- Born: Pittsburgh, Pennsylvania, U.S.

Academic background
- Alma mater: Haverford College Harvard University

Academic work
- Institutions: University of Chicago Harvard University

= Stanley Kurtz =

American conservative commentator

Stanley Kurtz is an American conservative commentator, author and a senior fellow at the Ethics and Public Policy Center. He has taught at Harvard University and the University of Chicago. He is also a contributing editor to National Review.

==Career==
Kurtz was born to a Jewish family and graduated from Haverford College and earned a Ph.D. in social anthropology from Harvard University. He did his field work in India and taught at Harvard and the University of Chicago.

Kurtz is a senior fellow at the Ethics and Public Policy Center and a former adjunct fellow with Hudson Institute, with a special interest in America's "culture wars." He has published extensively on family life, child rearing, religion, and psychology in various parts of the world.

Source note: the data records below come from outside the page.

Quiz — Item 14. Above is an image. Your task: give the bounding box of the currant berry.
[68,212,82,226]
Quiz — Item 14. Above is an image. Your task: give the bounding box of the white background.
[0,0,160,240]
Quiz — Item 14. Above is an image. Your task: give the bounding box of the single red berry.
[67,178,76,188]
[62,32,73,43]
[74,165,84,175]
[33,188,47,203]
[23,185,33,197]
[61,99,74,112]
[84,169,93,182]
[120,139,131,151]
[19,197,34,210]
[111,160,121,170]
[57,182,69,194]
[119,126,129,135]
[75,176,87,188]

He is the education writer for the National Review and is an active member of the National Association of Scholars (NAS).

==Works==
His writings on the family, feminism, homosexuality, affirmative action, and campus "political correctness" have appeared in National Review, Policy Review, The Weekly Standard, The Wall Street Journal, and Commentary.

===Partisanship Out of Civics Act (POCA)===
His February 15, 2021 model act, published by the NAS, entitled Partisanship Out of Civics Act (POCA), has been cited by state legislatures when they draft bills to limit the teaching of critical race theory in schools, such as in South Carolina, and Texas. Kurtz supported the NAS Coalition to prevent the politicization of civic education.